Poster
in
Affinity Event: Muslims in ML
ColFlor: Towards BERT-Size Vision-Language Document Retrieval Models
Ahmed Masry · Enamul Hoque
Keywords: [ Multimodal Document Retrieval. ] [ Information Retrieval ] [ Document Understanding ] [ Vision Large Language Models ]
Traditional document retrieval systems for PDFs, charts, and infographics rely heavily on Optical Character Recognition (OCR) pipelines to extract textual content, a process that is both error-prone and resource-intensive. Recent advancements in multimodal models like ColPali have enabled OCR-free retrieval by processing documents directly as images, but their large size (three billion parameters) makes them computationally expensive and impractical for large-scale applications. To address this limitation, we introduce ColFlor, an efficient OCR-free visual document retrieval model with only 174 million parameters.

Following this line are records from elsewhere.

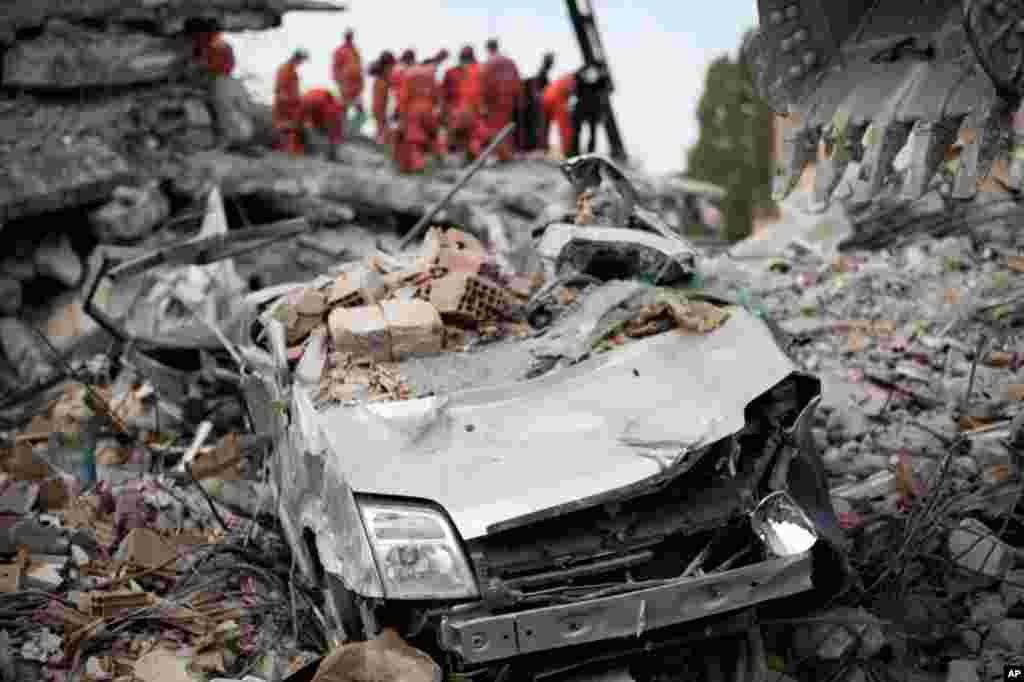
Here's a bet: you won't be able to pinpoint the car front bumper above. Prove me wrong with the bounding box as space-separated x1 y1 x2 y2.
441 552 813 665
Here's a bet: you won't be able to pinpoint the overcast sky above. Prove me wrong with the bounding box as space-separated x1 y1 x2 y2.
228 0 757 172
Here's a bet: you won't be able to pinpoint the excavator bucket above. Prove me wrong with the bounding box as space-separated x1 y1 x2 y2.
742 0 1024 210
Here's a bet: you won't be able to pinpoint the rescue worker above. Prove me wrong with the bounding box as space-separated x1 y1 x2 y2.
271 48 309 155
441 45 475 127
331 29 364 129
543 73 575 157
387 48 416 146
444 45 480 153
516 52 555 152
370 50 395 144
302 88 345 161
394 50 447 173
470 38 522 161
569 66 610 156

ColFlor achieves comparable performance to ColPali on text-rich English documents—with only a 1.8% decrease in performance (measured by NDCG@5 metric)—while being significantly faster in image encoding (5.25 times faster) and query encoding (9.8 times faster). This makes OCR-free document retrieval systems more cost-effective for large-scale applications and more accessible to users with limited computational resources.